Oct 20, 2025
4m read
MLflow on Coiled with Sidecars and Filestores#
Coiled lets you run ephemeral clusters in the cloud. We introduce sidecars to run arbitrary containers alongside your workload, and filestores to sync local data to the cloud and persist data across runs. We use them to run an MLflow server concurrently with model training.
MLflow is a widely used open source tool for ML experiment tracking, model packaging, registry management, and deployment. Some people host their own server, but many use a hosted solution. Our users asked us about running MLflow on Coiled, and, using some new features, we finally found a way that aligns with Coiled’s principle of only paying for what you use. It’s idiosyncratic, but it works quite well.
Running MLflow as a Sidecar#
It’s always been possible to run MLflow on Coiled using coiled run
, but this required starting the server before training, obtaining the server’s URL, and passing it to the training code—too many moving parts.[1]
Instead, we introduce sidecars, a feature that lets you specify one or more Docker containers to run on the scheduler and/or workers during jobs. With them, you can run the MLflow server alongside the training code.
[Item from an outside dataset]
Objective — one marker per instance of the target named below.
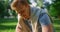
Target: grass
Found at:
(8, 25)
We have no intention of going full Docker Compose on you, but you may recognize the format if you squint at a sidecar spec YAML file:
mlflow:
image: astral/uv:debian-slim
command: uvx mlflow server --host 0.0.0.0 --port 5000
ports:
- 5000
There’s a name for the sidecar, the image to use, the command to run, and any ports to expose. To launch MLflow, we use a small uv container and uvx instead of using the official MLflow image, like we did in the marimo post.
You can also define sidecars directly in your Python code. Here’s an example of adding a sidecar to a Dask cluster:
cluster = coiled.Cluster(
...,
scheduler_sidecars=[
{
"name": "mlflow",
"image": "astral/uv:debian-slim",
"command": "uvx mlflow server --host 0.0.0.0 --port 5000",
"ports": [5000]
}
]
)
Persisting Data with Filestores#
To persist data across jobs, we use filestores, a new feature that enables:
Copying data between your local machine and Coiled-managed VMs in the cloud,
Persisting it between multiple runs, and
Transferring data between steps in a processing pipeline.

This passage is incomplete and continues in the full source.